Thursday, February 09, 2006

Minutes of the Royal Society, recorded by Robert Hooke, have been found in a cupboard:
Filled with crabby italics and acerbic asides, the 520 or so yellowing and stained pages are the handwritten minutes of the Royal Society as recorded by the brilliant scientist Robert Hooke, one of the society's original fellows and curator of experiments.

The notes describe in detail some of the most astounding and outlandish scientific thinking from meetings of the society between 1661 to 1682. There is the very earliest work with microscopes, confirming the first sightings of sperm and micro-organisms. There is correspondence with Sir Isaac Newton and Sir Christopher Wren over the nature of gravity, with the latter's proposal to fire bullets into the air to see where they might drop. And there is a page that lays to rest the bitter controversy over who designed the watch that would eventually lead to the first measurements of longitude...

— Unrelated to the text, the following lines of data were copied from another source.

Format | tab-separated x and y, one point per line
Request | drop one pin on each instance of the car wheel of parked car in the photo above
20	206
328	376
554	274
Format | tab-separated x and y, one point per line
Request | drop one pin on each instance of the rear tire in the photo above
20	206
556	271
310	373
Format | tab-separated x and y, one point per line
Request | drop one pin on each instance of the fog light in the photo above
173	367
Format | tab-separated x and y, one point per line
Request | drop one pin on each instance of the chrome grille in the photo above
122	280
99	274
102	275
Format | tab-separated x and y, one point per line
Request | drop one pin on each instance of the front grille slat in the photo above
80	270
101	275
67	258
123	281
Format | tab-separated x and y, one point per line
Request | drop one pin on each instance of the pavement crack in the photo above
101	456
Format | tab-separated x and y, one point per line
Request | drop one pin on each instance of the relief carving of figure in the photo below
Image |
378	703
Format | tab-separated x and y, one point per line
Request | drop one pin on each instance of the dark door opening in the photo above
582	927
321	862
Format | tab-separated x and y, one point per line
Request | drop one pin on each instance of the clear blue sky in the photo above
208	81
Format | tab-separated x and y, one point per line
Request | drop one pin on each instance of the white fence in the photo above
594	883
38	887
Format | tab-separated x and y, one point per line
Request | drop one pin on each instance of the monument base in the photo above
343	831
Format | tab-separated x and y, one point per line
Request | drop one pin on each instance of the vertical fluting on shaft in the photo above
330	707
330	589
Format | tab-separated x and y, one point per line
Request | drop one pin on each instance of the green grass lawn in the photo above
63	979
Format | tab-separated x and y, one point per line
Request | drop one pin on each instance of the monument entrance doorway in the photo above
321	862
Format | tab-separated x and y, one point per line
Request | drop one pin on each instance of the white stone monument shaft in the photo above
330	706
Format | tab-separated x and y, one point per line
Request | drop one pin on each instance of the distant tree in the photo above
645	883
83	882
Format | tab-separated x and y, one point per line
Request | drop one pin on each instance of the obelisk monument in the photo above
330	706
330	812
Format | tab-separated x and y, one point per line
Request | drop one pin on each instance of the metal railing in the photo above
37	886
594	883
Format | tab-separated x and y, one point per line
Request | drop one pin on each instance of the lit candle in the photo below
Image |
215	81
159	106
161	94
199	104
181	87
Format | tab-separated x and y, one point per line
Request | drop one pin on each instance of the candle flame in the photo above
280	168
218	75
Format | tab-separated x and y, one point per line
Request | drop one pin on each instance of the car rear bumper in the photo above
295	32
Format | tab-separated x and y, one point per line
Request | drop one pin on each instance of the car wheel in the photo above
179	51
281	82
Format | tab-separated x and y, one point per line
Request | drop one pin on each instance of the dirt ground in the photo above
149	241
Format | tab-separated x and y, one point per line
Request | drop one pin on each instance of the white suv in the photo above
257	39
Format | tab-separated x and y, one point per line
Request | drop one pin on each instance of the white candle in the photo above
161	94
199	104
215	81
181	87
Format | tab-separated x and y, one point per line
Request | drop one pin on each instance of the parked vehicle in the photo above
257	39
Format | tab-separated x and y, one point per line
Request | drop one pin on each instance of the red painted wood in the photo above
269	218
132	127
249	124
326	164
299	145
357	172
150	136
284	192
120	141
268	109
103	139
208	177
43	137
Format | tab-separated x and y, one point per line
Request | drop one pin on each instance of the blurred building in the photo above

Minutes from December 1679 describe correspondence between Hooke and Newton proposing an experiment to confirm the rotation of the Earth. The notes include a suggestion from Sir Christopher Wren, Hooke's closest friend, to test the hypothesis by "shooting of a bullet upwards at a certaine angle from the perpendicular round every way - thereby to see whether the bullets soe shot would all fall in a perfect circle".

May we please have the complete text online? (Thank you Rachel.)